Hi,
I have nano jetson with jetpack 4.3.
I followed your example of yolov3 and installed onnx2trt package for tensort 6.
I have compiled everything and ran the yolo and it seems to work with ~194 milliseconds per inference (only inference, not including post or pre process).
the issues are:
when I change the onnx_yo_tnesorrt.py script to create engine with 16fp I ran the yolo and got 400 milliseconds per inference
2.when changing the yolov3.cfg to get smaller input then 608- for example 416 I got 604 milliseconds per inference.
is there something I am missing? was this exampled optimized for a specific input size and 32 fp?
Hi,
do you mean running the network in a batch of 5?
20 fps sounds good but I haven’t managed to get inference better than 250 milliseconds with 416 and 16fp.
can you explain what should I change in your example?
so far the things I did:
1.enable fp16 in the create engine
2.change the yolov3.cfg “width” + “height” from 608 to 416
3. change the output shapes to support the new input.
what additional things I need to do in order to get this fps?
Oh, that’s good. I stream frames via an intel realsense and with a yolov3 and OpenCV I reached around 340ms. I enabled fp16, add 416 width/height and enabled jetson clocks. I am not sure how to do your point 3.

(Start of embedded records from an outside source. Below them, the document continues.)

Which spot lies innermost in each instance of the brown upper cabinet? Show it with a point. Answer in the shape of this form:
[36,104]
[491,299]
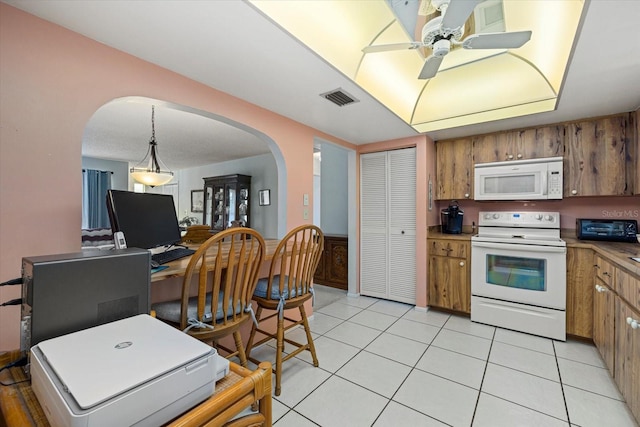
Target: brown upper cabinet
[523,144]
[454,176]
[599,157]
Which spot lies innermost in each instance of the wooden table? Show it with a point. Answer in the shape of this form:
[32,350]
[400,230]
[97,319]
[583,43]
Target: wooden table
[234,393]
[178,267]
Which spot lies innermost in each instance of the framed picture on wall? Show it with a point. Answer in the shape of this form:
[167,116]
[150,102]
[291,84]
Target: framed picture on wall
[197,200]
[265,197]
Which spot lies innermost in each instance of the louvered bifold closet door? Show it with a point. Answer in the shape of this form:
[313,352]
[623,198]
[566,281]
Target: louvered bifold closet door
[373,225]
[388,225]
[402,225]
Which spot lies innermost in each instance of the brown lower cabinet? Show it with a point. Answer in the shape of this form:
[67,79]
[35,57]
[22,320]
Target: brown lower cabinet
[333,269]
[449,275]
[579,294]
[616,327]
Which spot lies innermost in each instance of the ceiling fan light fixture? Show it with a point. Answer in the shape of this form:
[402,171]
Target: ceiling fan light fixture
[152,174]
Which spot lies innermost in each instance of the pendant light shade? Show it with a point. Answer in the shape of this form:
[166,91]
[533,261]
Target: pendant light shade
[151,171]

Right now I can think of two better ways to improve my result: doing the inference through TensorRT instead of the OpenCV readNet’s and deleting the part where I show the image with the bounding boxes and the image drawing postprocess. That last part costs around 20ms.

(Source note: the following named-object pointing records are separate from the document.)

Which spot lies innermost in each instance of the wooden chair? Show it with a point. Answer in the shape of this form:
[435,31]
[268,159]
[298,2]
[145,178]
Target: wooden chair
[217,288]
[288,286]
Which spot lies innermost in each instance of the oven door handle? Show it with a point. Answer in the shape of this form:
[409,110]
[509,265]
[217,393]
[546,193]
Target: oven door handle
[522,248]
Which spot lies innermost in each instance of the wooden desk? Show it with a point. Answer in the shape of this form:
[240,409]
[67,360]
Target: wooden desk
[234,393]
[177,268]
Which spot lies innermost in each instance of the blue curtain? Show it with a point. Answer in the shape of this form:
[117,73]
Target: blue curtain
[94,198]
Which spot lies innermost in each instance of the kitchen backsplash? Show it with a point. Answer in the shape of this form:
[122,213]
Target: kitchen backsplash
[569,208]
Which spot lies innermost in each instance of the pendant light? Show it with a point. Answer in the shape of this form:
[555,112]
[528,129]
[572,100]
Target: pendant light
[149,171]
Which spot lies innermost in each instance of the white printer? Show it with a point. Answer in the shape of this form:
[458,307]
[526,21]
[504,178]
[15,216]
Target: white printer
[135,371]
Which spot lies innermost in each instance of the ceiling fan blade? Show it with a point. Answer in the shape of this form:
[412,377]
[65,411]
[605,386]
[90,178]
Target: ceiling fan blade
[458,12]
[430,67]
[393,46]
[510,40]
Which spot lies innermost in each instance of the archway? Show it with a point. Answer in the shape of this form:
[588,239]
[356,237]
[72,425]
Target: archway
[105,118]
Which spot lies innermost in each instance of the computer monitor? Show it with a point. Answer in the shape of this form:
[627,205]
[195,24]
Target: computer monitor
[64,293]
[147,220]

And yes, the input of the network would be a batch of 5 images processed at once.
Hi Felipe,
about stage 3- in the sample supplied there are output shapes which influence the network- I have changed them too.
by fp16 I meant floating point 16 bits- as they called it in the SDK of tensor rt.

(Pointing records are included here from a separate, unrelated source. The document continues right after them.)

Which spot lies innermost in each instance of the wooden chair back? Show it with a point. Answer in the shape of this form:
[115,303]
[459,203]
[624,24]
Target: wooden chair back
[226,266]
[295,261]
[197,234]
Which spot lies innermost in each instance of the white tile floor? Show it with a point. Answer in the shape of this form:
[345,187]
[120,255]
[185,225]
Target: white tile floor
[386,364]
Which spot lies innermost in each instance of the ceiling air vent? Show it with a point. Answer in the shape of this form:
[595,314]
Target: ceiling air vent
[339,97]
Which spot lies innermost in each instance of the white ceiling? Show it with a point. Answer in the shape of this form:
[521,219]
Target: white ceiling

I guess that your performance will improve a lot if you convert the network to tensorrt.
are you working on nano jetson?
Yes sorry, floating points 16. I don’t expect the performace to improve a lot, just to get slightly better. Actually I am trying to do it in C++ and its kinda tricky.
Hopefully I will test it son on my jetson nano.
Hi,
I have tried to run your example with batch size of 2 but the run time is twice more than with one image- is this expected? no optimization for bigger batch size?
Please noticed that batchsize=2 indicates to inference two image per TensorRT call.
In general, it should be 2x execution time since the job is twice.
But there is usually some gain for a large batch size but should be layer-dependent.
Please check if you set the source and streammux component with the same batch value first.